Signs of Progress

The best evidence yet that the drumbeat against public support of pro-abortion Catholic pols at Catholic institutions is having an effect appears in the Boston Globe of all places.

The Globe tells us how the personally opposed prevaricators are just not getting the choice commencement invites from Catholic Institutions to which they had shamefully become accustomed.

House Speaker Nancy Pelosi is one of the nation’s most powerful Catholics, but this year the only commencement address she gave was at one of the eight campuses of Miami Dade College.

Senator John F. Kerry is headlining three commencements this year – the Massachusetts College of Liberal Arts, UMass Lowell, and Wheelock College – but it’s been nine years since he’s done one at a Catholic institution, Boston College Law School.

As for the scion of the nation’s most famous Catholic family, Senator Edward M. Kennedy, his major commencement address this year is at Wesleyan University, founded by Methodists.
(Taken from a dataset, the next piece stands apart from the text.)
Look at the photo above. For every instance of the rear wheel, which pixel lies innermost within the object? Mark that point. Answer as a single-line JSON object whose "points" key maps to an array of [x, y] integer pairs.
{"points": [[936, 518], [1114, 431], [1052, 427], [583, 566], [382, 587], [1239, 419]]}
After repeatedly getting criticized by conservative Catholics, and after years of pressure from the Vatican and some American bishops, Catholic colleges and universities are now shying away from politicians – especially those who, like Kennedy, Kerry, and Pelosi, support abortion rights – as commencement speakers and honorary degree recipients.

Instead, the schools are scrutinizing the public records of potential honorees for evidence of open dissent from key church teachings, especially on abortion, and they are choosing noncontroversial church insiders or nonpolitical figures for their most prominent honors. “I think there’s a concerted effort to use the moment of naming people who reinforce the Catholic identity of our institutions, and I’m pleased by that,” Cardinal Sean P. O’Malley of Boston said in an interview.
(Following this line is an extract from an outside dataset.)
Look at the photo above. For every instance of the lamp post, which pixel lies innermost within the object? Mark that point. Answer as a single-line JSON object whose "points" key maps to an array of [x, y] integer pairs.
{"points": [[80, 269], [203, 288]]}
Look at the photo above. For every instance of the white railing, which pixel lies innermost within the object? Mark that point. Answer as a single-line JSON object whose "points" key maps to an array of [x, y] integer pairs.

Poor dears. Echoing Cardinal O’Malley, good!

It is a disgrace that pro-abort pols have not only received a pass when it comes to publicly opposing the teachings of the church, but is beyond scandalous when they are held up as the ideal by being invited to speak at commencement. The Cardinal Newman Society has been instrumental in bringing to light the scandal.

The Cardinal Newman Society, a conservative organization that each year scrutinizes the hundreds of men and women who are given honorary degrees by the nation’s 225 Catholic colleges and graduate institutions, has identified a dwindling number of honorees who dissent from the church on key moral teachings – 24 in 2006, 13 in 2007, and six thus far this year.

“When a Catholic college administrator deliberately chooses a person who is publicly opposing the church, it raises serious flags, and very often the schools choosing those commencement speakers have problems across the board in terms of applying their Catholic identity to what they do,” said Patrick J. Reilly, the president of the Cardinal Newman Society.

Hats off to the Cardinal Newman Society. While there are still institutions that run afoul of Ex Corde Ecclesiae, progress is being made. Take this quote from the Rev. D. Paul Sullins, a professor of sociology at Catholic University.

[He] noted that while his university “has never honored any real Catholic dissenter,” in past years there have been speakers whose primary claim to fame was not their Catholicism. This year, though, the university chose the head of the Knights of Columbus.

“It doesn’t get more Catholic than that,” he said.

No, it doesn’t get more Catholic than that!